I'll start off with a brief update: life is pretty good! Baby Girl is 14 weeks and starting to settle down a bit. She loves sitting and standing supported and just watching the world. Her other favorite past time includes chewing on her fists. Num num! I am completely obsessed with her. I will probably be one of those parent helicopters just because I can't get enough of looking at her! Here, why don't you look at her too!
Poor lighting but still, an adorable smile!!
Well, recently I skipped over to the local library to pick up "Bringing Up Bebe" by Pamela Druckerman. I had heard a lot of good reviews and seen the book splashed all over the Internet and magazines. I read a sample on my Kindle and decided it sounded pretty interesting.
And it is.
Druckerman is an American living in Paris with her British husband. (Sounds like a dream, no??) As they have a child, called Bean in the book, and try to raise her in Paris Druckerman starts to notice some alarming differences in her child and French children. The French kids never seem to throw public tantrums or throw food at restaurants. Being a journalist she decides to research the difference. And there is a big difference.
The book is easy to read and follow along with, covering a variety of topics from baby sleep habits, eating, and schooling. Druckerman isn't head over heels in love with France with I think makes the book so much more approachable; she isn't completely pro-French or pro-American. It is refreshing to read a book about cultural parenting that doesn't either a. Bash America or b. Mock the other country. She also isn't trying to tell anyone how to live, which is a great relief from many parenting books.

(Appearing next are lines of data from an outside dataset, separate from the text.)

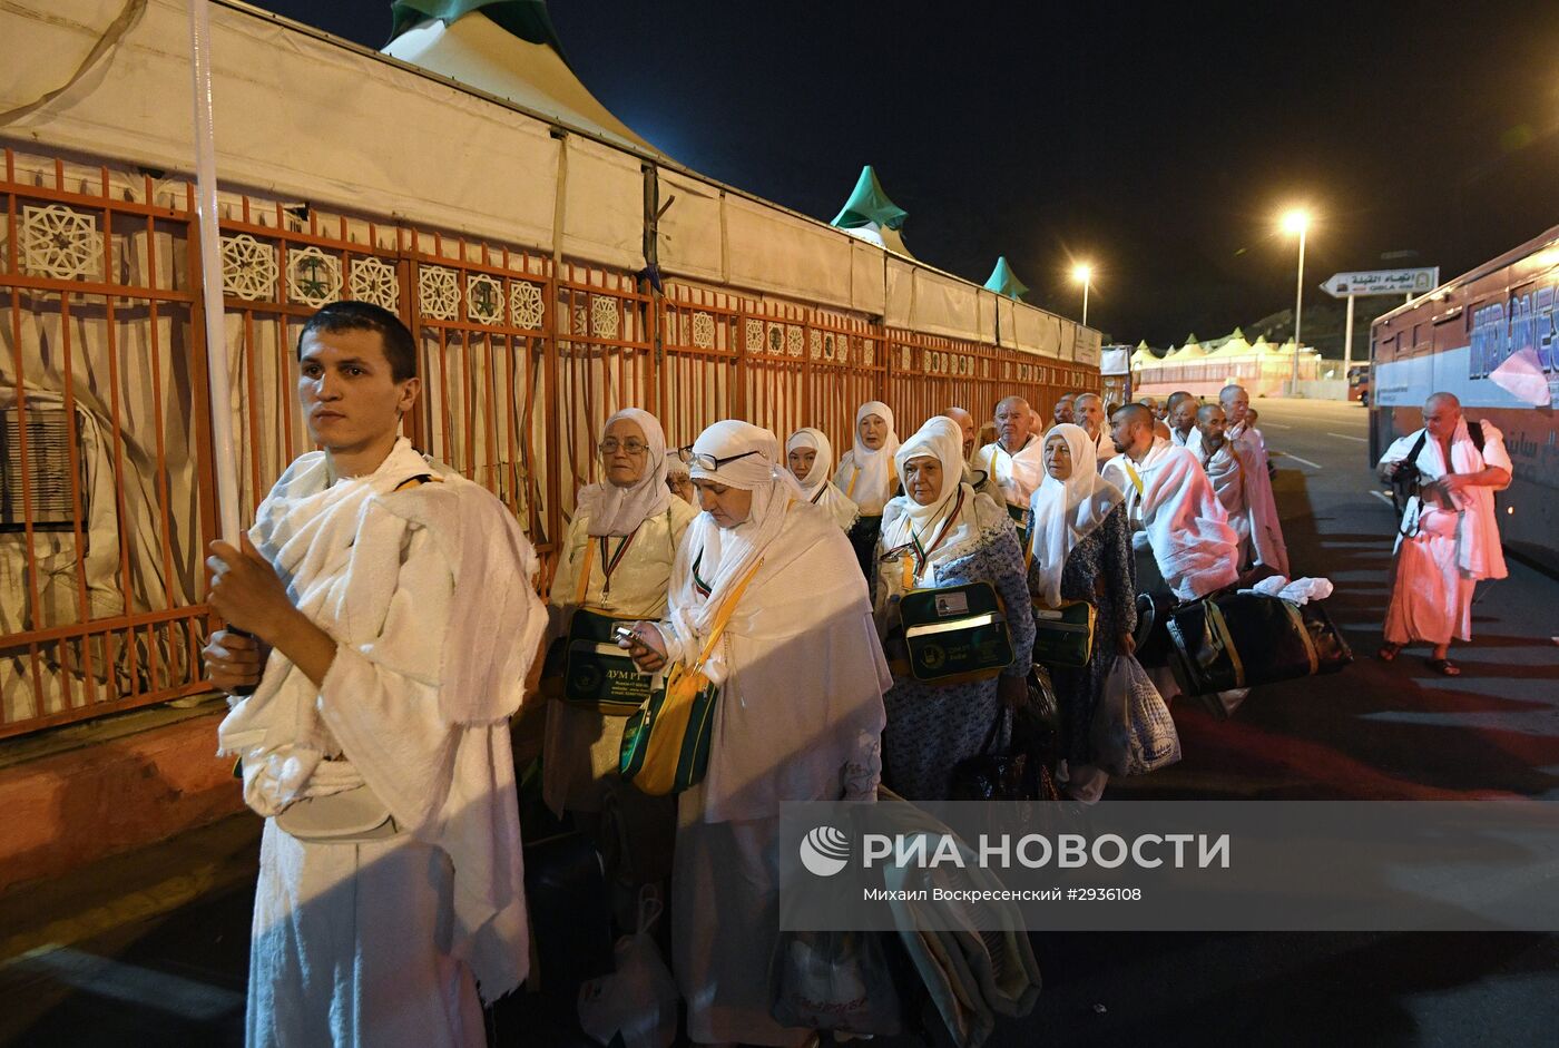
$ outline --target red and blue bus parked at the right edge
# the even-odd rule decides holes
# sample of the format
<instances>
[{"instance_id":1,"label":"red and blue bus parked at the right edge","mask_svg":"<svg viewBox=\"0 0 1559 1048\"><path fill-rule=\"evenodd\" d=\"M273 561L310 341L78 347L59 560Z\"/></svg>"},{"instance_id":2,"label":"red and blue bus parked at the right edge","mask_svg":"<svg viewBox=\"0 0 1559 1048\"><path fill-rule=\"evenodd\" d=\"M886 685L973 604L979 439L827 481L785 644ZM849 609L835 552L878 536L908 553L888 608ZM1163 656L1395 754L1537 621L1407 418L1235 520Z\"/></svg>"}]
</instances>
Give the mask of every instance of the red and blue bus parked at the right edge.
<instances>
[{"instance_id":1,"label":"red and blue bus parked at the right edge","mask_svg":"<svg viewBox=\"0 0 1559 1048\"><path fill-rule=\"evenodd\" d=\"M1469 420L1504 434L1514 479L1500 496L1506 551L1559 574L1559 226L1370 328L1370 465L1423 426L1430 393L1455 393ZM1539 377L1539 374L1542 377Z\"/></svg>"}]
</instances>

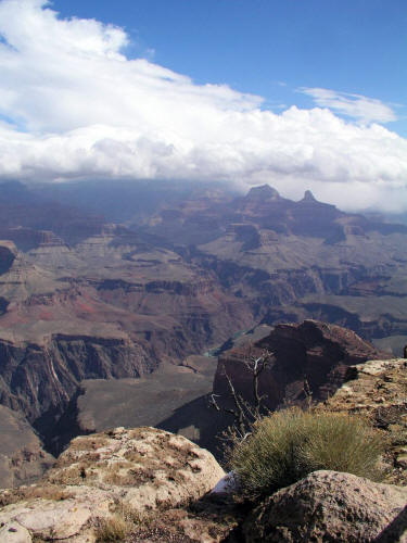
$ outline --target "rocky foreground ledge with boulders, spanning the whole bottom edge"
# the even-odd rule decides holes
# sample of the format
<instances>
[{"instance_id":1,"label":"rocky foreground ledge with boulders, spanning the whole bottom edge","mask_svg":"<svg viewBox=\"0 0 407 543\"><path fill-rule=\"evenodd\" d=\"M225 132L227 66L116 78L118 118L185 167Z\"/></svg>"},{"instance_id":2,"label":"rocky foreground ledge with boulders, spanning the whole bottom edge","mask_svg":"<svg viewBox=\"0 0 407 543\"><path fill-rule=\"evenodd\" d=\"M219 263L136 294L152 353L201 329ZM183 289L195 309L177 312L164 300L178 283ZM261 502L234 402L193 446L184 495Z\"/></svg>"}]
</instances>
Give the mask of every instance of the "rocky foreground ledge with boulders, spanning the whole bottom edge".
<instances>
[{"instance_id":1,"label":"rocky foreground ledge with boulders, spanning the whole bottom edge","mask_svg":"<svg viewBox=\"0 0 407 543\"><path fill-rule=\"evenodd\" d=\"M405 487L322 470L243 506L219 483L222 476L209 453L153 428L76 438L41 481L0 492L0 538L4 543L406 541ZM216 493L207 494L215 487Z\"/></svg>"}]
</instances>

Not only is a study of the way Parisian parents raise their children but it is also a study of how American parents parent their children. Why do we have to make parenting a competition? Why do when we become mothers feel like we need to sacrifice and suffer to be the 'perfect mom'? Why do we have to lose who we are as a woman to become a mom?
As a new mom who doesn't feel ready to give up her 'before' life, or who feels stressed out by trying to 'keep up' with other babies, this book has been an interesting ride for me.
I highly recommend this read. It is a good eye opener into the parenting styles of us as Americans, but also a glimpse into some international ideas. Read it with an open mind; to relax and just explore another culture. If nothing else it will make you crave cheese, fresh bread and a walk under the Eiffel tower!